YAZARLAR

Kriz içindeki kırılgan ekonomiye bir darbe de siyasetten gelirse!

Gerek Hazine ve Maliye Bakanı Mehmet Şimşek’in gerekse TCMB Başkanı Hafize Gaye Erkan’ın yerinde olmak istemezdim. Ama şunu söyleyebilirim, eğer ki birileri size “Borsada alım fırsatı var. Şu hisseler kazandıracak” derse kulak asmayın.

Bir ekonominin ne kadar kırılgan olduğunu anlamak açısından, siyasi demeçlere verilen tepkiler önemli bir gösterge… Bu kırılganlığın her zaman mutlaka nesnel sebepleri olduğunu da söyleyeyim. Çarşamba günü tam da Borsa İstanbul tepki alımlarıyla kaybını bir oranda toparlamaya çalışırken, Cumhurbaşkanı Recep Tayyip Erdoğan’ın açıklamaları, BİST100 Endeksi’nin tekrar tepetaklak çakılmasına neden oldu. Oysaki, konu İsrail-Filistin çatışması oldu mu, Erdoğan her zaman, özellikle Ortadoğu’da ‘örnek lider’ rolüne soyunup en sert açıklamaları yapan biriyken, bu süreçte neredeyse ‘arabulucu’ gibi davranıyorken…

Çarşamba günü, biraz da kendi tabanından gelebilecek homurtuları dizginlemek için Hamas’ı savunmak gerektiğini hissetmiş olacak ki, şöyle bir cümle kurdu: “Ey İsrail, sen bir örgüt olabilirsin, çünkü Batı'nın sana borcu çok.
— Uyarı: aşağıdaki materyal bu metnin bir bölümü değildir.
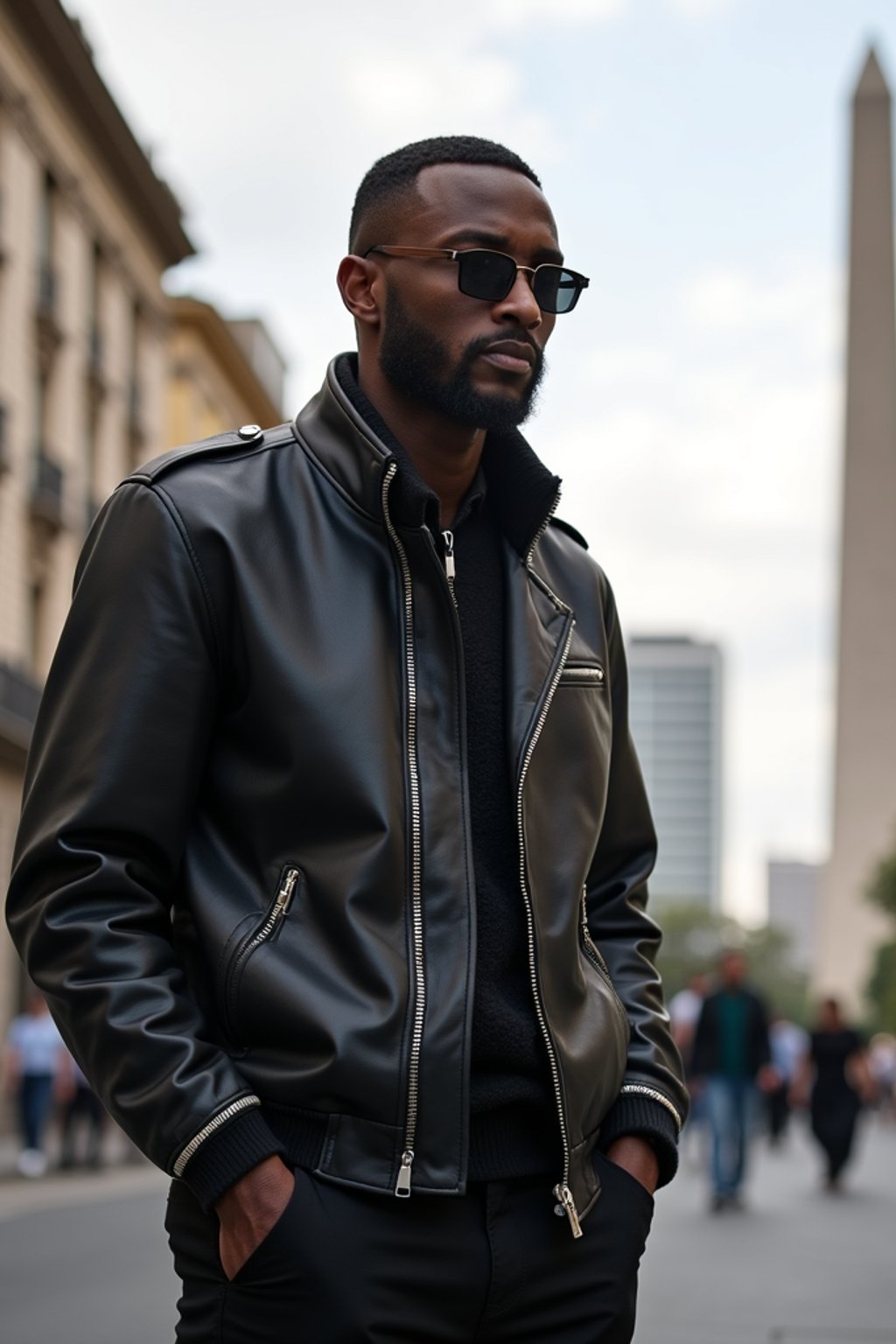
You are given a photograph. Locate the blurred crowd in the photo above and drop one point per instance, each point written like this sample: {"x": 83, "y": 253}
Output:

Ama Türkiye'nin sana borcu yok. Batı, Hamas'ı bir terör örgütü olarak görüyor. Hamas bir terör örgütü değil, topraklarını korumaya çalışan bir kurtuluş ve mücahitler grubudur”.

EKONOMİ ZORDAYKEN EFELENMENİN MALİYETİ ÇOK YÜKSEK OLABİLİR!

Bu cümleleri sarf etmeden önce ise "İsrail devletiyle bir sorunumuz yok, ama İsrail’in uyguladığı mezalimi, devlet değil, örgüt gibi hareket etme tarzını asla tasvip etmedik, etmeyeceğiz" dedi. Aslına bakarsanız, yıllar önceki sert üslubuyla kıyaslanırsa, çok daha yumuşak sözler bunlar. Tabii İsrail’in sınırları içerisinde çoğu sivil en az bin 200 insanı katleden bir örgüte ‘mücahitler grubu’ demek, İhvan ruhunun yeniden nüksettiğini ortaya koyuyor. Peki ama bu açıklamaya tepki, eğer ki Türkiye ekonomisi Davos Zirvesi’ndeki o ‘One minute’ çıkışı zamanındaki gibi görece sağlam olsaydı, bu kadar sert olur muydu? Kesinlikle hayır!

BİST’TEKİ YÜZDE 7’LİK DÜŞÜŞÜN TEK SEBEBİ O DEMEÇ DEĞİL

Borsa günlük tarihi düşüşlerinden biriniz yaşamazdı sanırım. Zira yüzde 7’nin üzerinde bir düşüş sözünü ettiğimiz. Peki neden böyle oldu? Türkiye ekonomisinin içinde bulunduğu ve yaklaşık iki yıldan uzun süren ekonomik krizden çıkacağına yönelik hemen hemen hiçbir somut veri yok hala… Bu en temel sebep olsa gerek! Ama bence asıl mesele, Hazine ve Maliye Bakanı Mehmet Şimşek ve diğer ekonomi bürokratlarının taze para arayışında hedeflerine ulaşamamış olması. Üstüne üstlük Cumhurbaşkanı Erdoğan bu açıklamasını, Şimşek’in neredeyse bir ‘roadshow’a çıkar gibi çıktığı Batı sermayesini Türkiye’ye çekme turlarına denk getirince, her şey daha kötü oluyor!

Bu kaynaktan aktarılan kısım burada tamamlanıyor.